The Buckeyes already have wins over Oklahoma (8-2), Wisconsin (8-2) and Nebraska (8-2). Even the Sept. 10 win over Tulsa (7-3) looks good because the committee uses a strength of schedule component that measures the combined record of opponents.
So, yes, Saturday’s chaos was fun but three of the teams that lost might wind up in the playoff anyway.
Here’s hoping for more unpredictability.
A weekly review of who’s trending:
↑ Duke: The Blue Devils continue to zig when expected to zag. The Notre Dame road win, the worthy fight in a loss to Louisville, the Virginia home loss (seriously, how did that happen?) and now the 28-27 upset of North Carolina. Truth serum time for Duke fans: Is going 4-8, with wins over Notre Dame and UNC, better than going to a bowl but without beating anyone of note?
↑ Alabama: It must be nice to be so good. While the other top four lost, the Crimson Tide pummeled Mississippi State, 51-3. That’s the same Mississippi State team that knocked off then-No. 4 Texas A&M a week ago. The Tide is so boring, and Nick Saban wouldn’t have it any other way.

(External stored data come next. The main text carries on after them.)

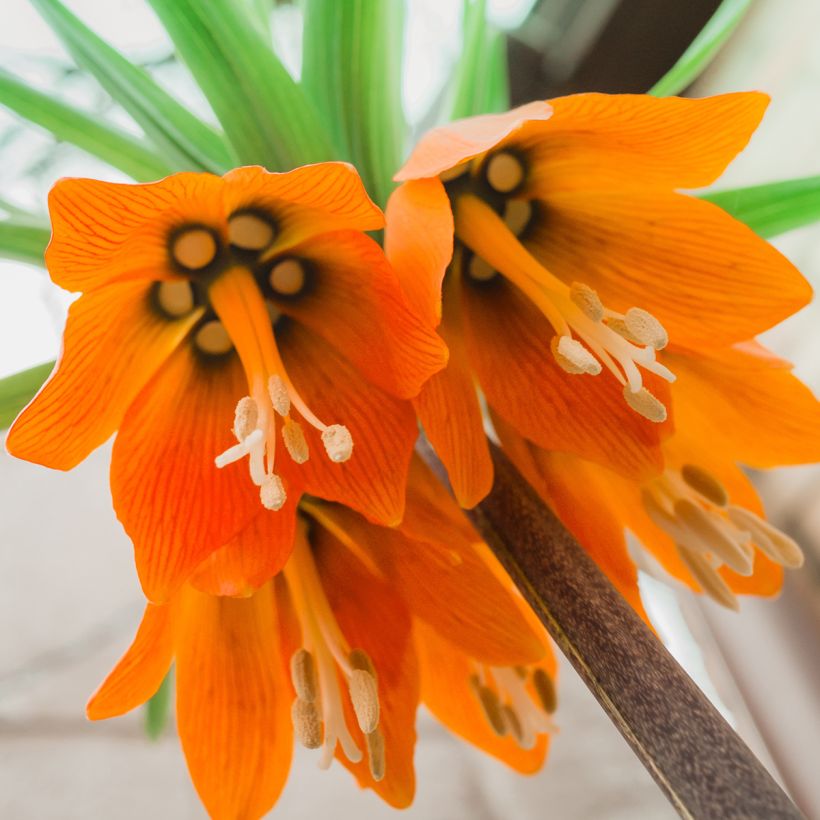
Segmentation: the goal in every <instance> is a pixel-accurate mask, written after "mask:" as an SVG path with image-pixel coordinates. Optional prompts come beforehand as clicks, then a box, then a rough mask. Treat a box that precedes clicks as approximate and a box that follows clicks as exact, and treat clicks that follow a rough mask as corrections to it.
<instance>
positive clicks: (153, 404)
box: [111, 345, 276, 603]
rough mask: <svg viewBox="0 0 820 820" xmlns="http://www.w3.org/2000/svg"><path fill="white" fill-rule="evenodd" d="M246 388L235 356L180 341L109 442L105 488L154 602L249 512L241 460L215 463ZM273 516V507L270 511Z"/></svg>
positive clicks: (210, 551)
mask: <svg viewBox="0 0 820 820" xmlns="http://www.w3.org/2000/svg"><path fill="white" fill-rule="evenodd" d="M246 391H247V383H246V381H245V378H244V376H243V373H242V366H241V364H240V362H239V358H238V357H237V356H235V355H232V354H231V355H230V356H229V357H228V358H227V359H223V360H222V361H220V362H206V361H205V360H203V359H202V357H200V356H199V355H198V354H197V353H196V351H195V350H194V349H193V347H192V346H191V345H183V346H182V347H180V348H179V350H177V352H176V353H175V354H174V355H173V356H172V357H171V358H170V359H169V361H168V362H167V363H166V365H165V366H164V367H163V368H162V370H161V371H160V372H159V373H158V374H157V375H156V376H155V378H154V379H153V380H152V381H151V382H150V383H149V384H148V386H147V387H146V388H145V389H144V390H143V391H142V393H141V394H140V395H139V397H138V398H137V400H136V401H135V402H134V403H133V405H132V406H131V408H130V409H129V410H128V412H127V413H126V415H125V418H124V419H123V422H122V425H121V427H120V432H119V435H118V436H117V439H116V441H115V442H114V452H113V456H112V461H111V493H112V496H113V498H114V508H115V510H116V511H117V517H118V518H119V519H120V521H121V522H122V524H123V526H124V527H125V531H126V532H127V533H128V535H129V537H130V538H131V539H132V541H133V542H134V551H135V556H136V561H137V571H138V572H139V575H140V580H141V582H142V585H143V589H144V591H145V594H146V596H147V597H148V598H149V600H151V601H154V602H155V603H162V602H163V601H165V600H167V598H168V597H169V596H170V595H171V594H172V593H173V592H174V591H175V590H176V589H177V588H178V587H179V586H180V584H182V582H183V581H184V580H185V579H186V578H187V577H188V576H189V575H190V574H191V573H192V572H193V571H194V569H196V567H197V566H198V565H199V564H201V563H202V561H203V560H204V559H205V558H206V557H207V556H208V555H209V554H210V553H211V552H213V551H214V550H215V549H217V548H218V547H221V546H222V545H223V544H225V543H227V542H228V541H229V540H230V539H231V538H233V537H234V536H235V535H236V534H237V533H238V532H239V531H240V530H241V529H242V528H243V527H244V526H246V525H247V524H248V523H249V522H250V521H251V519H252V518H253V517H254V516H255V515H256V514H257V513H258V512H259V509H260V502H259V495H258V492H257V491H256V488H255V487H254V486H253V485H252V484H251V481H250V477H249V476H248V474H247V472H246V470H245V469H243V468H244V466H245V465H244V464H241V463H239V464H234V465H229V466H228V467H226V468H225V469H223V470H219V469H217V467H216V465H215V464H214V458H215V457H216V456H217V455H218V454H219V453H221V452H222V451H224V450H226V449H227V448H228V447H229V446H231V445H232V444H235V443H236V441H235V439H234V438H233V434H232V432H231V425H232V422H233V415H234V408H235V406H236V402H237V400H238V399H239V398H240V397H242V396H243V395H244V394H245V393H246ZM272 514H273V515H276V513H272Z"/></svg>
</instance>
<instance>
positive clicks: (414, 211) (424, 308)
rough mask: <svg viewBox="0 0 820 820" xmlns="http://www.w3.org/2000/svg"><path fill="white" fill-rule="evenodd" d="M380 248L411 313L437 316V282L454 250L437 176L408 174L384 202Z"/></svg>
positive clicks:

↓ Michigan: But … but … Jim Harbaugh wore an Allen Iverson jersey to a satellite camp. But … but … Jim Harbaugh likes milk a lot. But … but … Jim Harbaugh invented football. Spare us, Michigan fans, at least until the Wolverines actually do something on the field.
↓ Virginia Tech: The Hokies are spotting dimes and eating onions. They beat UNC, lose to Syracuse. They beat Pitt, lose to Georgia Tech (which started its backup quarterback and backup running back). Honestly, VT, make up your mind.